Elle utilise ses connaissances dans le domaine sophrologique (qui est une étude pour une conscience bien portante) pour les accompagner dans la paix intérieure dans le but d'atteindre beaucoup plus de choses que les clients pensent ne pas pouvoir atteindre dans leur vie. La somato-psychopédagogie utilise le corps, car c'est par cette approche que le client ressent mieux ; le lien qui existe entre le corps et le psychisme, où diverses informations circulent entre les deux parts ; enfin l'apprentissage de son expérience corporelle. Cette technique permet d'améliorer la manière dont le client mène ses actions dans la vie, afin que celle-ci soit plus cohérente.

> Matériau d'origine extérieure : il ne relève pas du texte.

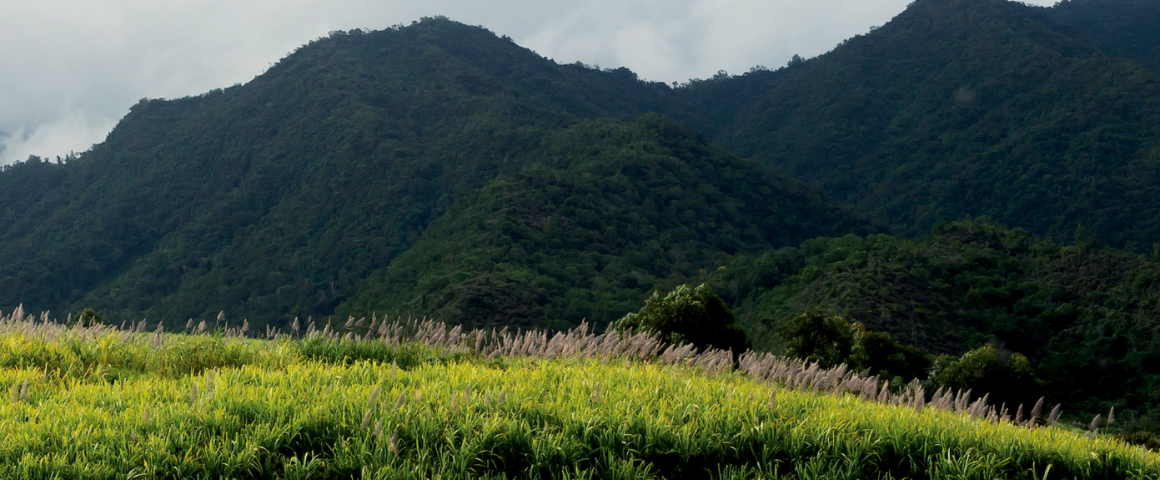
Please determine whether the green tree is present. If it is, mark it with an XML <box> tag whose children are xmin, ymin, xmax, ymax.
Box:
<box><xmin>930</xmin><ymin>343</ymin><xmax>1043</xmax><ymax>412</ymax></box>
<box><xmin>781</xmin><ymin>308</ymin><xmax>856</xmax><ymax>368</ymax></box>
<box><xmin>780</xmin><ymin>308</ymin><xmax>930</xmax><ymax>381</ymax></box>
<box><xmin>73</xmin><ymin>308</ymin><xmax>109</xmax><ymax>328</ymax></box>
<box><xmin>616</xmin><ymin>284</ymin><xmax>748</xmax><ymax>354</ymax></box>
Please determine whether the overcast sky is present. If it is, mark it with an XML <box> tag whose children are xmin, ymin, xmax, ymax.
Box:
<box><xmin>0</xmin><ymin>0</ymin><xmax>1054</xmax><ymax>165</ymax></box>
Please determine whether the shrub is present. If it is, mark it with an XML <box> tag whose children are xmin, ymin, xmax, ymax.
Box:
<box><xmin>780</xmin><ymin>308</ymin><xmax>931</xmax><ymax>380</ymax></box>
<box><xmin>780</xmin><ymin>308</ymin><xmax>856</xmax><ymax>369</ymax></box>
<box><xmin>73</xmin><ymin>308</ymin><xmax>109</xmax><ymax>328</ymax></box>
<box><xmin>930</xmin><ymin>344</ymin><xmax>1043</xmax><ymax>412</ymax></box>
<box><xmin>616</xmin><ymin>284</ymin><xmax>748</xmax><ymax>355</ymax></box>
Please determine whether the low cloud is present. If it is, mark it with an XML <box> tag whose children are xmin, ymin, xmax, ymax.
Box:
<box><xmin>0</xmin><ymin>0</ymin><xmax>1062</xmax><ymax>163</ymax></box>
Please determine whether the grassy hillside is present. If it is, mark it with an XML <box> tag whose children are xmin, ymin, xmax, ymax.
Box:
<box><xmin>0</xmin><ymin>0</ymin><xmax>1160</xmax><ymax>325</ymax></box>
<box><xmin>0</xmin><ymin>310</ymin><xmax>1160</xmax><ymax>479</ymax></box>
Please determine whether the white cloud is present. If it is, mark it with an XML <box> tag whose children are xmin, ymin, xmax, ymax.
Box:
<box><xmin>0</xmin><ymin>0</ymin><xmax>1062</xmax><ymax>163</ymax></box>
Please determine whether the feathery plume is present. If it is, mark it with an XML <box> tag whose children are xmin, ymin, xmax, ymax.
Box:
<box><xmin>367</xmin><ymin>385</ymin><xmax>383</xmax><ymax>405</ymax></box>
<box><xmin>1028</xmin><ymin>397</ymin><xmax>1043</xmax><ymax>428</ymax></box>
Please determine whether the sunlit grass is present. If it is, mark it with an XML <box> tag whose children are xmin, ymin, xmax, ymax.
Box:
<box><xmin>0</xmin><ymin>315</ymin><xmax>1160</xmax><ymax>479</ymax></box>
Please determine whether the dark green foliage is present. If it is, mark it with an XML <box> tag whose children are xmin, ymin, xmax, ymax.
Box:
<box><xmin>616</xmin><ymin>284</ymin><xmax>748</xmax><ymax>354</ymax></box>
<box><xmin>778</xmin><ymin>308</ymin><xmax>931</xmax><ymax>383</ymax></box>
<box><xmin>677</xmin><ymin>0</ymin><xmax>1160</xmax><ymax>252</ymax></box>
<box><xmin>849</xmin><ymin>323</ymin><xmax>931</xmax><ymax>383</ymax></box>
<box><xmin>0</xmin><ymin>0</ymin><xmax>1160</xmax><ymax>433</ymax></box>
<box><xmin>712</xmin><ymin>219</ymin><xmax>1160</xmax><ymax>422</ymax></box>
<box><xmin>930</xmin><ymin>344</ymin><xmax>1043</xmax><ymax>417</ymax></box>
<box><xmin>73</xmin><ymin>308</ymin><xmax>109</xmax><ymax>328</ymax></box>
<box><xmin>338</xmin><ymin>115</ymin><xmax>862</xmax><ymax>328</ymax></box>
<box><xmin>781</xmin><ymin>308</ymin><xmax>855</xmax><ymax>369</ymax></box>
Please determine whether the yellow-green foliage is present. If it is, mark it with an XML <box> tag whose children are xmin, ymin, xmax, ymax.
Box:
<box><xmin>0</xmin><ymin>328</ymin><xmax>1160</xmax><ymax>479</ymax></box>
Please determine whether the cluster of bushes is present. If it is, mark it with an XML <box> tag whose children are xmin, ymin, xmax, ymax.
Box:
<box><xmin>780</xmin><ymin>308</ymin><xmax>1044</xmax><ymax>409</ymax></box>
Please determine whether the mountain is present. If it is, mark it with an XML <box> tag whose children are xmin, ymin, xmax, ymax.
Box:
<box><xmin>1052</xmin><ymin>0</ymin><xmax>1160</xmax><ymax>71</ymax></box>
<box><xmin>711</xmin><ymin>219</ymin><xmax>1160</xmax><ymax>427</ymax></box>
<box><xmin>0</xmin><ymin>19</ymin><xmax>863</xmax><ymax>326</ymax></box>
<box><xmin>340</xmin><ymin>116</ymin><xmax>868</xmax><ymax>328</ymax></box>
<box><xmin>0</xmin><ymin>0</ymin><xmax>1160</xmax><ymax>333</ymax></box>
<box><xmin>677</xmin><ymin>0</ymin><xmax>1160</xmax><ymax>252</ymax></box>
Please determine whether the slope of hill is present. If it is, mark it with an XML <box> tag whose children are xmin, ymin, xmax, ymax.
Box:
<box><xmin>0</xmin><ymin>19</ymin><xmax>850</xmax><ymax>325</ymax></box>
<box><xmin>677</xmin><ymin>0</ymin><xmax>1160</xmax><ymax>252</ymax></box>
<box><xmin>0</xmin><ymin>0</ymin><xmax>1160</xmax><ymax>350</ymax></box>
<box><xmin>340</xmin><ymin>116</ymin><xmax>868</xmax><ymax>327</ymax></box>
<box><xmin>0</xmin><ymin>317</ymin><xmax>1160</xmax><ymax>480</ymax></box>
<box><xmin>715</xmin><ymin>220</ymin><xmax>1160</xmax><ymax>428</ymax></box>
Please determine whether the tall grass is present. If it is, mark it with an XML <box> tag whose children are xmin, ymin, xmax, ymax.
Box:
<box><xmin>0</xmin><ymin>308</ymin><xmax>1160</xmax><ymax>479</ymax></box>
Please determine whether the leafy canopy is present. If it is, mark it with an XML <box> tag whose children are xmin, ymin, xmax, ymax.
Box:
<box><xmin>616</xmin><ymin>284</ymin><xmax>748</xmax><ymax>354</ymax></box>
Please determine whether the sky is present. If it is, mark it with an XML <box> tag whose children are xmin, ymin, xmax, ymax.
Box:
<box><xmin>0</xmin><ymin>0</ymin><xmax>1054</xmax><ymax>165</ymax></box>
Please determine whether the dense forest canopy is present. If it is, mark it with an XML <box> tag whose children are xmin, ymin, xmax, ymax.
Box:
<box><xmin>0</xmin><ymin>0</ymin><xmax>1160</xmax><ymax>426</ymax></box>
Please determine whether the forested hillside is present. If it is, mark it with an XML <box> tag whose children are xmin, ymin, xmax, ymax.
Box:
<box><xmin>677</xmin><ymin>0</ymin><xmax>1160</xmax><ymax>252</ymax></box>
<box><xmin>0</xmin><ymin>0</ymin><xmax>1160</xmax><ymax>419</ymax></box>
<box><xmin>712</xmin><ymin>219</ymin><xmax>1160</xmax><ymax>424</ymax></box>
<box><xmin>340</xmin><ymin>116</ymin><xmax>869</xmax><ymax>328</ymax></box>
<box><xmin>0</xmin><ymin>20</ymin><xmax>667</xmax><ymax>322</ymax></box>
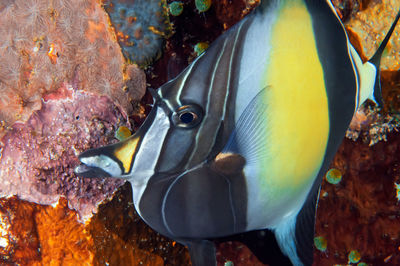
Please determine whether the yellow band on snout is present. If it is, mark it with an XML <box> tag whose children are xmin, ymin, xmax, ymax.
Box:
<box><xmin>114</xmin><ymin>136</ymin><xmax>139</xmax><ymax>174</ymax></box>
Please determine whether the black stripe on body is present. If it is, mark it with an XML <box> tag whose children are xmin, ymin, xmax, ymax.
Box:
<box><xmin>138</xmin><ymin>15</ymin><xmax>252</xmax><ymax>239</ymax></box>
<box><xmin>295</xmin><ymin>0</ymin><xmax>358</xmax><ymax>265</ymax></box>
<box><xmin>155</xmin><ymin>16</ymin><xmax>251</xmax><ymax>173</ymax></box>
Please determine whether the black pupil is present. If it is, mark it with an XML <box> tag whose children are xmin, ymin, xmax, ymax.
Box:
<box><xmin>179</xmin><ymin>112</ymin><xmax>194</xmax><ymax>124</ymax></box>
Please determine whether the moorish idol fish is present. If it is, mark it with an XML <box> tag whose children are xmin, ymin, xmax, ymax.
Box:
<box><xmin>75</xmin><ymin>0</ymin><xmax>400</xmax><ymax>266</ymax></box>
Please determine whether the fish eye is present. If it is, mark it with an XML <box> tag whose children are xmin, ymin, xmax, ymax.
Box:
<box><xmin>172</xmin><ymin>105</ymin><xmax>202</xmax><ymax>128</ymax></box>
<box><xmin>179</xmin><ymin>112</ymin><xmax>197</xmax><ymax>124</ymax></box>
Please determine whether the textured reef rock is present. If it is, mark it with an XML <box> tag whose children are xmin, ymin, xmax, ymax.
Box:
<box><xmin>0</xmin><ymin>86</ymin><xmax>126</xmax><ymax>218</ymax></box>
<box><xmin>314</xmin><ymin>132</ymin><xmax>400</xmax><ymax>265</ymax></box>
<box><xmin>0</xmin><ymin>0</ymin><xmax>144</xmax><ymax>137</ymax></box>
<box><xmin>0</xmin><ymin>185</ymin><xmax>190</xmax><ymax>266</ymax></box>
<box><xmin>103</xmin><ymin>0</ymin><xmax>171</xmax><ymax>66</ymax></box>
<box><xmin>0</xmin><ymin>0</ymin><xmax>400</xmax><ymax>265</ymax></box>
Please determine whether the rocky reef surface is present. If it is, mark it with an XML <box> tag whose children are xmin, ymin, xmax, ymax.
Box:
<box><xmin>0</xmin><ymin>0</ymin><xmax>400</xmax><ymax>265</ymax></box>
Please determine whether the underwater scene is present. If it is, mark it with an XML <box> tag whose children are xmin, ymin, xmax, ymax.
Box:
<box><xmin>0</xmin><ymin>0</ymin><xmax>400</xmax><ymax>266</ymax></box>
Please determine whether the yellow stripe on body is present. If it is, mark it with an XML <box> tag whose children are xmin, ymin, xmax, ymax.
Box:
<box><xmin>260</xmin><ymin>0</ymin><xmax>329</xmax><ymax>199</ymax></box>
<box><xmin>114</xmin><ymin>136</ymin><xmax>139</xmax><ymax>174</ymax></box>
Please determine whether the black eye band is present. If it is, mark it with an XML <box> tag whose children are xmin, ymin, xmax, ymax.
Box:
<box><xmin>172</xmin><ymin>105</ymin><xmax>203</xmax><ymax>128</ymax></box>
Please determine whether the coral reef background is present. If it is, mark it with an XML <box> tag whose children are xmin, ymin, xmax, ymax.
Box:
<box><xmin>0</xmin><ymin>0</ymin><xmax>400</xmax><ymax>265</ymax></box>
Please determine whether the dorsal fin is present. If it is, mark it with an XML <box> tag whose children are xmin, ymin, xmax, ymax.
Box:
<box><xmin>368</xmin><ymin>10</ymin><xmax>400</xmax><ymax>107</ymax></box>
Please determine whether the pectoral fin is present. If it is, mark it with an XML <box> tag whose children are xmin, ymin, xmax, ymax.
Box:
<box><xmin>222</xmin><ymin>88</ymin><xmax>268</xmax><ymax>163</ymax></box>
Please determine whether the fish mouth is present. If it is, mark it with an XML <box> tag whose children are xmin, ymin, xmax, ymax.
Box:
<box><xmin>74</xmin><ymin>163</ymin><xmax>111</xmax><ymax>178</ymax></box>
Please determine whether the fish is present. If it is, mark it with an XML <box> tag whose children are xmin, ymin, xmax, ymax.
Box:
<box><xmin>75</xmin><ymin>0</ymin><xmax>400</xmax><ymax>266</ymax></box>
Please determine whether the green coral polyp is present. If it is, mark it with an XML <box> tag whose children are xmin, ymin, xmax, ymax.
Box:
<box><xmin>314</xmin><ymin>236</ymin><xmax>328</xmax><ymax>252</ymax></box>
<box><xmin>348</xmin><ymin>250</ymin><xmax>361</xmax><ymax>263</ymax></box>
<box><xmin>194</xmin><ymin>42</ymin><xmax>208</xmax><ymax>56</ymax></box>
<box><xmin>168</xmin><ymin>1</ymin><xmax>183</xmax><ymax>17</ymax></box>
<box><xmin>194</xmin><ymin>0</ymin><xmax>212</xmax><ymax>13</ymax></box>
<box><xmin>325</xmin><ymin>168</ymin><xmax>342</xmax><ymax>185</ymax></box>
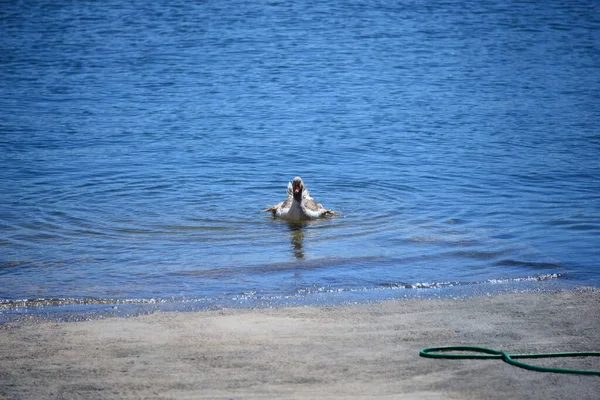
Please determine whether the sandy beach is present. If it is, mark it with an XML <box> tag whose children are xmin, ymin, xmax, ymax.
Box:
<box><xmin>0</xmin><ymin>289</ymin><xmax>600</xmax><ymax>399</ymax></box>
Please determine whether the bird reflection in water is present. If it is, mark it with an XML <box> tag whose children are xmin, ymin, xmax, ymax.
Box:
<box><xmin>288</xmin><ymin>222</ymin><xmax>307</xmax><ymax>260</ymax></box>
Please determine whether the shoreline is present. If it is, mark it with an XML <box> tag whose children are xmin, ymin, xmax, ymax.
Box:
<box><xmin>0</xmin><ymin>288</ymin><xmax>600</xmax><ymax>399</ymax></box>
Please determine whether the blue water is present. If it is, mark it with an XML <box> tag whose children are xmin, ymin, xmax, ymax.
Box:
<box><xmin>0</xmin><ymin>0</ymin><xmax>600</xmax><ymax>314</ymax></box>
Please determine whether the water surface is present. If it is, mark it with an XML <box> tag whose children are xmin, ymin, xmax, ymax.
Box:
<box><xmin>0</xmin><ymin>0</ymin><xmax>600</xmax><ymax>314</ymax></box>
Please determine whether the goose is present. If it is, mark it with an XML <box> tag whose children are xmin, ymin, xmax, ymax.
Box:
<box><xmin>263</xmin><ymin>176</ymin><xmax>336</xmax><ymax>221</ymax></box>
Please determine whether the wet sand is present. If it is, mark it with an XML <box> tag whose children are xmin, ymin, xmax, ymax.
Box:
<box><xmin>0</xmin><ymin>289</ymin><xmax>600</xmax><ymax>399</ymax></box>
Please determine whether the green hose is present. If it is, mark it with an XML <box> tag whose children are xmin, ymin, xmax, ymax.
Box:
<box><xmin>419</xmin><ymin>346</ymin><xmax>600</xmax><ymax>375</ymax></box>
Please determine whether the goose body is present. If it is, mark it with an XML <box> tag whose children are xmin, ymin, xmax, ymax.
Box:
<box><xmin>263</xmin><ymin>176</ymin><xmax>335</xmax><ymax>221</ymax></box>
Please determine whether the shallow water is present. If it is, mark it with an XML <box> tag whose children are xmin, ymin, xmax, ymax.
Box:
<box><xmin>0</xmin><ymin>1</ymin><xmax>600</xmax><ymax>313</ymax></box>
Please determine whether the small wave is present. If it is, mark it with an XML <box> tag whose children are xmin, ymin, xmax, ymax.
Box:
<box><xmin>380</xmin><ymin>273</ymin><xmax>563</xmax><ymax>289</ymax></box>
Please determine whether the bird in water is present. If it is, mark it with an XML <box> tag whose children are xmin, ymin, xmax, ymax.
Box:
<box><xmin>263</xmin><ymin>176</ymin><xmax>336</xmax><ymax>221</ymax></box>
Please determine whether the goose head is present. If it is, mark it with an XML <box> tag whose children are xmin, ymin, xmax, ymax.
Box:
<box><xmin>292</xmin><ymin>176</ymin><xmax>306</xmax><ymax>201</ymax></box>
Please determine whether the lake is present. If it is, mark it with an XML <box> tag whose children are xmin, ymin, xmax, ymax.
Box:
<box><xmin>0</xmin><ymin>0</ymin><xmax>600</xmax><ymax>319</ymax></box>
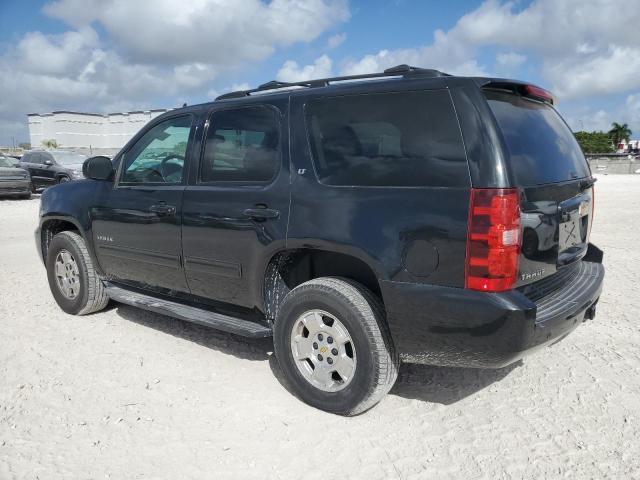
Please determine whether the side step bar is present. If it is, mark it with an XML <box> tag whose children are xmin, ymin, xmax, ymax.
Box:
<box><xmin>104</xmin><ymin>282</ymin><xmax>272</xmax><ymax>338</ymax></box>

Les différents moyens d'apprentissage de la conscience de soi :

L'apprentissage commence par un toucher à l'écoute du corps, afin d'éliminer toutes les résistances physiques pour pouvoir accéder à l'intelligence perceptive. Ensuite vient le temps de la parole, pour décrire les expériences lors de rencontres intérieures, et donner des explications sur les effets personnels, mais aussi sur autrui. Le mouvement est ensuite un moyen de bouger autrement, et donc de voir la vie différemment, permettant de s'adapter plus facilement aux difficultés de la vie.
Des ateliers de mouvements sensoriels sont mis en place afin de mettre en pratique cette nouvelle façon de bouger plus en douceur et en lenteur afin de mieux percevoir sa conscience dans les gestes. Dans le cas où le client souhaiterait plus se détacher du passé, pour être mieux attentif au futur, il peut participer seul ou en groupe à une technique « à la recherche du présent », le corps étant plus attentif aux sensations du présent, pour mieux affronter le futur.

Une méthode définie en quatre points fondamentaux :

Il existe quatre perspectives de soi lors d'une séance de somato-psychopédagogie : le premier point consiste à l'accompagnement manuel, qui repère donc les endroits de tension et les enlever pour un état d'esprit plus unitaire. Deuxièmement, la gymnastique sensorielle, par le biais d'enchaînement de mouvements simples, lents mais inhabituels dans le but de découvrir la présence de soi. L'introspective sensorielle est la troisième perspective, c'est l'écoute de soi en vue de sentir considérablement son existence. Enfin, dernier point, un entretien verbal à médiation corporelle : cette pratique met en place des échanges verbaux afin d'aider la personne à décrire et à exploiter son expérience intérieure. Cela lui permettra de prendre conscience de son vécu et d'en ressortir des définitions profondes.

Pas de fumée sans feu…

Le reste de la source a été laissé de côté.